第194話 世界渡りの占い師と100人の勇者たち ②

「嘆きの洞窟」


 この世界で私が入ったことのある数少ないダンジョン。


 エルフ族の三番目の町<マッチャ>と大都市<ダージール>の間にあって、最奥には<狂った水の精霊>という恐ろしいモンスターが住んでいる。


 狂った水の精霊を倒すとその先は上り坂。しばらく進むと再び大きな空洞に出る。開けてはいるけれど本来はただの通路に過ぎない。


 でも二年前。


 そこには、狂った水の精霊よりももっと恐ろしいモノがいた。


 二つの鎌を持ったその怪物は……。


 ▢▢▢


 カラムさんとヴァンクさん、それに数人のマーソー団の方々に連れられてやってきた嘆きの洞窟には、凄い人数の勇者たちが集まっていた。


 その視線が集まる先。



「ああ、どうやらもう一人の主役が到着されたようですな。それでは物語を始めましょうか」



 ギンエイさんと、私と同じようにマーソー団に守られたワアロウさんが、師匠がいた。すぐに駆け寄りたいのだけれど、我慢するように言われてしまっている。
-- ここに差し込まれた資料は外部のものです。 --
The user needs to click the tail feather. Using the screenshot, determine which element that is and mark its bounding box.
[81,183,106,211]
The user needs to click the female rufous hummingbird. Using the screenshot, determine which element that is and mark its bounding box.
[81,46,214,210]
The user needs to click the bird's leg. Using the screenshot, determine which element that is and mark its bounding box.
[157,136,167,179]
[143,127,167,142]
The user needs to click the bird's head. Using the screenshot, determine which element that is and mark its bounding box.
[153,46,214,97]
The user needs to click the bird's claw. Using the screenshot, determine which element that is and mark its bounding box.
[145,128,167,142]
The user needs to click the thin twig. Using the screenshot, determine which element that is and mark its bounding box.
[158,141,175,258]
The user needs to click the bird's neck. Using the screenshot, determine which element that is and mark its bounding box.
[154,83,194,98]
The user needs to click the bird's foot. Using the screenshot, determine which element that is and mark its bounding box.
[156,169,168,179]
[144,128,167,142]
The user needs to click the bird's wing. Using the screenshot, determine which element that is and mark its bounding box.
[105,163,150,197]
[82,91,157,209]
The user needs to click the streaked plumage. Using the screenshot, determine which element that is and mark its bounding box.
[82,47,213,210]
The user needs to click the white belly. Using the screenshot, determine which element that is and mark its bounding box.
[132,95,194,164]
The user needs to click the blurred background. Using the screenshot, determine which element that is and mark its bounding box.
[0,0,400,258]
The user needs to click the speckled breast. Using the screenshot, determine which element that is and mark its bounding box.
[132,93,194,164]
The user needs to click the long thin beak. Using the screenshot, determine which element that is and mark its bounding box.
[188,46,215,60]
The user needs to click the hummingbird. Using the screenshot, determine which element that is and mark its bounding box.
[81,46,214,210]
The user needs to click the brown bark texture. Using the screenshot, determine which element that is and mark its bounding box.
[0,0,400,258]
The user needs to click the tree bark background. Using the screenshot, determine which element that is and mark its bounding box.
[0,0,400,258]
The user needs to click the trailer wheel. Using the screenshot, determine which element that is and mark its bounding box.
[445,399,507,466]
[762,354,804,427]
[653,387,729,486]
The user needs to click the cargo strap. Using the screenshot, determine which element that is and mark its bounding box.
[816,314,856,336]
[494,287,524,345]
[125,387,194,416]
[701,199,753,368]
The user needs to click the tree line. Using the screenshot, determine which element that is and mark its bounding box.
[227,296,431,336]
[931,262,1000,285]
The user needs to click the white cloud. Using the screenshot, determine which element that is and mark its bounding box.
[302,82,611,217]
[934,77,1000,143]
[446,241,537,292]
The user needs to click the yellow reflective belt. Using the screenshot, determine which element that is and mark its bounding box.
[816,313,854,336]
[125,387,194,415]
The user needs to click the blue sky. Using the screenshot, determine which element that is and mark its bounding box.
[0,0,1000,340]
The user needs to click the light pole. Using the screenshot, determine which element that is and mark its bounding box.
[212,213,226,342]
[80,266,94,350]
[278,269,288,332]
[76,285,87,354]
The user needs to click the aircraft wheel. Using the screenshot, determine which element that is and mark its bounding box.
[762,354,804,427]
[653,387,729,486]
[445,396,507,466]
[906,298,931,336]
「まずは一人目の主役のご紹介から。こちらにいらっしゃるワアロウ殿。実はワアロウとは仮の名。誠の名をナゴミヤと申します。ナゴミヤ、あるいは<なごみ家>という名前に聞き覚えのある方はいらっしゃいますかな?」



 ギンエイさんの衝撃的な言葉に、私はパソコンの前で息を呑んだ。



「だいじょぶ。大丈夫だよコヒナさん」



 隣のカラムさんとヴァンクさんに宥められて、駆け出してギンエイさんを止めたい衝動をなんとか抑え込む。


 カラムさんとヴァンクさんが言うには、ギンエイさんは師匠に取り付いた死神を退治するために何かしようとしているらしい。これはその一環なんだろう。


 でも、でも。


 こんなにたくさんの人の前で、師匠が隠していたことをバラしちゃうなんて。


 ナゴミヤ? なごみ家?


 集まった人たちの中に、ざわざわとその名前が広まっていく。


 きっとこの中にも知っている人がいる。でもそれは悪魔の名前としてだ。師匠はどんな気持ちで聞いているんだろう。



「クロ君、クロ君、『なごみ家』ってなんだい? そういえば『なごみ家事件』って聞いたことある気がするんだけど」


「シロ君、シロ君、僕も聞いた覚えがあるよ。『なごみ家事件』ってなんだっけ?」



 ざわめく観客たちの前に現れたのは二人の猫小人族の男の子。黒いシルクハットに黒いタキシードを着た白猫小人のシロ君と、白いシルクハットに白いタキシードの黒猫小人のクロ君。ギンエイ座で前座を務める漫才コンビ<E-ゴーズ>の二人だ。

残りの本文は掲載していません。